In [6]:
import torch
import time
torch.manual_seed(0)

<torch._C.Generator at 0x7f220002c7d0>

### What?
In Lecture 5 of Convex Optimization and Approximation (UC Berkeley) https://ee227c.github.io/code/lecture5.html it is stated, that SVD of an input matrix is cubic in time. 
In this notebook I provide an experiment to measure the runtime of PyTorchs SVD computation algorithm. 

### Why?
This experiment should serve as a proof of concept, if it is possible to compute the SVD on matrices composed of neural network gradients during training.

### How?
In PyTorch there are 2 SVD algorithms: torch.svd_lowrank() and torch.linalg.svd(). 
In the Docs it says: "In general, use the full-rank SVD implementation torch.linalg.svd() for dense matrices due to its 10-fold higher performance characteristics.
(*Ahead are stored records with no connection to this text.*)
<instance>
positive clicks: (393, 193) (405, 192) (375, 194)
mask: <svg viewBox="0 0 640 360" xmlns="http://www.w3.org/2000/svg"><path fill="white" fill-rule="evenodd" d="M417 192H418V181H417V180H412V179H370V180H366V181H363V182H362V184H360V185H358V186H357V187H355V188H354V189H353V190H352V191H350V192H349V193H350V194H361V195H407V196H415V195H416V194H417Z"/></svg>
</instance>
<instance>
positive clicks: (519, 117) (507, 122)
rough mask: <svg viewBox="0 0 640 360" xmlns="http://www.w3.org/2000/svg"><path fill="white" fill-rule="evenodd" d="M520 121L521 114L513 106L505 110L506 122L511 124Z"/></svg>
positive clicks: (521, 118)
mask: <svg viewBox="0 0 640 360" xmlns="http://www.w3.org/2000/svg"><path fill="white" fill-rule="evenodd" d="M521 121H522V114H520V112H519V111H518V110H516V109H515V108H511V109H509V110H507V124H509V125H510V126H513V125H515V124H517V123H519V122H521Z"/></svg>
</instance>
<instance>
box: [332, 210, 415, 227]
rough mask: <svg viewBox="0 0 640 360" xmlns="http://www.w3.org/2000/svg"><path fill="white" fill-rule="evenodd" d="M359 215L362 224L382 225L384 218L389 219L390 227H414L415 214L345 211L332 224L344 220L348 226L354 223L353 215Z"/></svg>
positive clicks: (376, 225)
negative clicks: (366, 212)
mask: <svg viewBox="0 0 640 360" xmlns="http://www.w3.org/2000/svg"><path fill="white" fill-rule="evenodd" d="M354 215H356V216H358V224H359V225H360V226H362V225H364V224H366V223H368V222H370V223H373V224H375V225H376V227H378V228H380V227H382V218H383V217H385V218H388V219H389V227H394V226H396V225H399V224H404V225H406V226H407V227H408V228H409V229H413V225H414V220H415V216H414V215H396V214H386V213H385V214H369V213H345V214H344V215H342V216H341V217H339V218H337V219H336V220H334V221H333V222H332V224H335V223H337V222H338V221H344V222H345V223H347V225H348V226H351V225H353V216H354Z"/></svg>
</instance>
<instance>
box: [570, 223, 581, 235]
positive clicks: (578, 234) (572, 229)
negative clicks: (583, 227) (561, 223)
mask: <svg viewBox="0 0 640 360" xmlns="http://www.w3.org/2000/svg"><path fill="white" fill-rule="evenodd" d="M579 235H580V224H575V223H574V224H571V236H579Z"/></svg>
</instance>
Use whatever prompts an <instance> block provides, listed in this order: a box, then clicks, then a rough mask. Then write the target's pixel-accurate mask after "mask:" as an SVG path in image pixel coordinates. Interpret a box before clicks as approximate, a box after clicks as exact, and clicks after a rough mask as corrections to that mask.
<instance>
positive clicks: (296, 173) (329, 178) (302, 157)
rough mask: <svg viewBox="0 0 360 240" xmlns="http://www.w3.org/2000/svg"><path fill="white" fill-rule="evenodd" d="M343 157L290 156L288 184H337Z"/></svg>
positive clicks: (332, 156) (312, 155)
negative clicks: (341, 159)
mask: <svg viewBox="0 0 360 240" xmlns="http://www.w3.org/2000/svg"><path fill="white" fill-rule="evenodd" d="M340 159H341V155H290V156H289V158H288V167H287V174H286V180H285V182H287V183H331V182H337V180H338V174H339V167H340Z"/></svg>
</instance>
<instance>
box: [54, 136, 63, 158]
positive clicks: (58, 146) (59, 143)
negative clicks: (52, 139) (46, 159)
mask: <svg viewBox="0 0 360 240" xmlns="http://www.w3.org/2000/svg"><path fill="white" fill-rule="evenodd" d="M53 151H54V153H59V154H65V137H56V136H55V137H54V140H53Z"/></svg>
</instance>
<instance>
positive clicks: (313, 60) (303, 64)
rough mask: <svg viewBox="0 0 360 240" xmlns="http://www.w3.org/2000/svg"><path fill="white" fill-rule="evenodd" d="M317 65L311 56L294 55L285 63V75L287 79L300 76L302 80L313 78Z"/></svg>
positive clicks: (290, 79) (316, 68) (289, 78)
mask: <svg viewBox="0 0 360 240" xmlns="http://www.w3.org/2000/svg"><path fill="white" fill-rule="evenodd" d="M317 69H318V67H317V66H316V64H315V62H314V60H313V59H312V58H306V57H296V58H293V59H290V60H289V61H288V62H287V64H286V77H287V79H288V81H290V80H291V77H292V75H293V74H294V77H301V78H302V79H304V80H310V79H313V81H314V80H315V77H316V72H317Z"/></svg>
The low-rank SVD will be useful for huge sparse matrices that torch.linalg.svd() cannot handle."

Thus we will use torch.linalg.svd() in this notebook.

In [7]:
# specify the dimension of the matrix (we emulate the network parameters / task setting)
net_dim = 1_000_000 # number of nn parameters
num_tasks = 100 # number of tasks

In [8]:
# sample (dense) random matrix
M = torch.randn((num_tasks, net_dim)).to(device='cuda')

In [9]:
# compute svd / measure time
start = time.time()
U, S, Vh = torch.linalg.svd(M, full_matrices=False)
end = time.time()
duration = end - start
print(duration) # in seconds

2.204740285873413